CDU scheitert mit Plan für längere Öffnungszeiten von Straußwirtschaften in Mainz
Theo SchmitzCDU scheitert mit Plan für längere Öffnungszeiten von Straußwirtschaften in Mainz
Die CDU-Fraktion im Mainzer Stadtrat hat einen Vorschlag eingebracht, die Öffnungszeiten von Straußwirtschaften zu verlängern, um damit die lokalen Winzer in der Region zu unterstützen. Der Plan stößt jedoch auf rechtliche Hürden.
Das Landesrecht in Rheinland-Pfalz beschränkt die Betriebsdauer von Straußwirtschaften derzeit auf maximal vier aufeinanderfolgende Monate. Alternativ dürfen sie diesen Zeitraum in zwei separate Abschnitte aufteilen, doch die Gesamtbetriebszeit darf vier Monate pro Jahr nicht überschreiten. Ausnahmen von dieser Regel sind in den geltenden Vorschriften nicht vorgesehen.

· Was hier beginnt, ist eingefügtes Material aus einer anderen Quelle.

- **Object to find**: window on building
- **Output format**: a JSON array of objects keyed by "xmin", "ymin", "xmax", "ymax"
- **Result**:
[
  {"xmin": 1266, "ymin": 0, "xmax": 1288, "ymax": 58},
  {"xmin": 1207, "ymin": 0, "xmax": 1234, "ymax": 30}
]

Die Stadtverwaltung wies den CDU-Vorschlag mit Verweis auf diese landesrechtlichen Vorgaben zurück. Kommunale Behörden können die Öffnungszeiten nicht eigenständig verlängern oder Sondergenehmigungen erteilen, da die gaststättenrechtlichen Bestimmungen des Landes Vorrang vor örtlichen Regelungen haben.
Die CDU zog auch in Betracht, Straußwirtschaften in Gutsschänken umzuwandeln, um die Beschränkungen zu umgehen. Ein solcher Wechsel würde jedoch eine vollständige Prüfung und Genehmigung durch das Mainzer Bauamt erfordern. Zudem würden die Betriebe damit die aktuellen Sonderregelungen verlieren, von denen Straußwirtschaften im Baurecht profitieren.
Jede Anpassung der Öffnungszeiten müsste über eine Änderung der Landesgaststättenverordnung erfolgen – und diese bedürfte der Zustimmung des rheinland-pfälzischen Landtages.
Der Antrag auf verlängerte Öffnungszeiten wurde aufgrund der landesrechtlichen Vorgaben abgelehnt. Eine Umwandlung in Gutsschänken würde zusätzlichen bürokratischen Aufwand bedeuten und bestehende Vorteile aufheben. Ohne eine Änderung des Landesrechts bleiben die aktuellen Beschränkungen bestehen.